Responsible for planning and designing next-generation "Big- Data" System architectures. Responsible for managing the development and deployment of Hadoop applications. Subject matter expertise and demonstrable hands on delivery experience working on popular Hadoop distribution platforms like Horton Works, Cloudera, Map R. Knowledge and experience with designing the entire "Big Data" Stack and platform. Skills Required. Extensive knowledge about Hadoop Architectures and HDFS. Java/C++, Map Reduce HBase, Hive, PIG, Oozie, Mahout, Zookeeper, Flume, Solr, ElasticSearch, Storm/Spark
  • Leading the learning/understanding and knowledge of very complex semi-conductor data leveraging existing analytics tools and bleeding edge market available tools and technologies discovering new insights that reduce cost, increase performance, reliability and or endurance in semiconductor products.
  • Working through the full flow of very challenging data problems anywhere from data cleaning, to building a concept of the model to extracting the right features and testing the model to drive better decision making through various data and statistical modeling techniques, algorithm development involving real-world noisy data.
  • Ability to quickly understand challenging business problems, find patterns and insights within structured and unstructured data.
  • Data analysis, predictions, discovery, distilling complex science down to digestible insight, unlocking repeatable patterns that can be actionable foresight.
  • Ability to access, analyze and transform large product lifecycle and process data in the semiconductor/fab manufacturing industry.
  • Ability to think critically about the relationships of different metrics measured and process steps to land the right features for a given model
  • Challenge current best thinking, test theories, evaluate feature concepts and iterate rapidly
  • owning the deliverables and managing the priorities/timelines
  • Prototype creative solutions quickly, and be able to lead others in crafting and implementing superior technical vision.
  • Primary responsibility is around deep domain knowledge around the data, including "data wrangling" and rapid prototyping with new tools, technologies and insights with semiconductor data.

Skills & Experience
  • Highly motivated, team player with an entrepreneurial spirit and strong communication and collaboration skills, self-starter with willingness to learn, master new technologies and clearly communicate results to technical and non-technical audience.
  • Experience/proficiency in at least one compiled/object oriented programming language e.g.

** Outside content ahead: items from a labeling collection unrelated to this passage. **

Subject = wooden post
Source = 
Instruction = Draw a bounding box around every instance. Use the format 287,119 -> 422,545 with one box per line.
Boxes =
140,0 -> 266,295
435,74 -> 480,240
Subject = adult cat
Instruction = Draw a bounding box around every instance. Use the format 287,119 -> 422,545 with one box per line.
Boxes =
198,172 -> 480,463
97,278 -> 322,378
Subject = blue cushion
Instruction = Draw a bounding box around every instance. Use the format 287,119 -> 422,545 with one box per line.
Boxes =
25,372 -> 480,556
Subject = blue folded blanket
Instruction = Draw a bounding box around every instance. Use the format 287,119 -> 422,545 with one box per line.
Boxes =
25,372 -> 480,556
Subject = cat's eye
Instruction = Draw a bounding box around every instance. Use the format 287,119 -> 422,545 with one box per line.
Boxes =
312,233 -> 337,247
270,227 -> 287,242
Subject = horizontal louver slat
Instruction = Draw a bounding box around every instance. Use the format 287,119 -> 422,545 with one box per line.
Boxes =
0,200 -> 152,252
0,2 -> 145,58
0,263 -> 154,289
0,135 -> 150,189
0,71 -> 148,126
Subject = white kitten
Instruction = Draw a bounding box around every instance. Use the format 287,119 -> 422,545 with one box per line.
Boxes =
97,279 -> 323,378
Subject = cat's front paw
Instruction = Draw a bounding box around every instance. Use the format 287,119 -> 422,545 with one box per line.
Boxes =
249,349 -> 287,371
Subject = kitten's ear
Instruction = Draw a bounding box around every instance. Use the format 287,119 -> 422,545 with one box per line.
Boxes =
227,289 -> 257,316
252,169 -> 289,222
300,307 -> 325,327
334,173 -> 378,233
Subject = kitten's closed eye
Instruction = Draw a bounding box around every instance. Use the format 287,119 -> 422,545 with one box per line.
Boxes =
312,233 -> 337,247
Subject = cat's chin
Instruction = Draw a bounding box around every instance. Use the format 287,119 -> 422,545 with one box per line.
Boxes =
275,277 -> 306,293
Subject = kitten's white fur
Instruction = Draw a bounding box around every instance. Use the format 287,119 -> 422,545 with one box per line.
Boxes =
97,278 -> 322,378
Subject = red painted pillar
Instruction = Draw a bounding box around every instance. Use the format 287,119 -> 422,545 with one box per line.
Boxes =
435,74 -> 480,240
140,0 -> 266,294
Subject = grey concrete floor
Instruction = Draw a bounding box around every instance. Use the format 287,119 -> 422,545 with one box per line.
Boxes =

Java/C++.
  • Experience with big data technologies such as Hadoop, MapReduce, Mahout, Hive, Pig etc. and parallelization tools in enterprise Big Data Platform stack, technologies and ecosystem is a strong plus
  • Hands-on experience in data mining, data analysis, with deep critical thinking and story the data is telling.
  • Experience and expertise in machine learning tools and technologies, with using R for modeling, including developing R scripts and other scripting languages like Python, Perl.
  • Fluency or ability to learn and fearlessly play (hand-on evaluation) with all existing data analytics tools, traditional and advanced.
  • Solid fundamentals, Basic knowledge of machine learning algorithms, classification, clustering, regression, Bayesian modeling, probability theory, algorithm design and theory of computation, linear algebra, partial differential equations, Bayesian statistics, and information retrieval.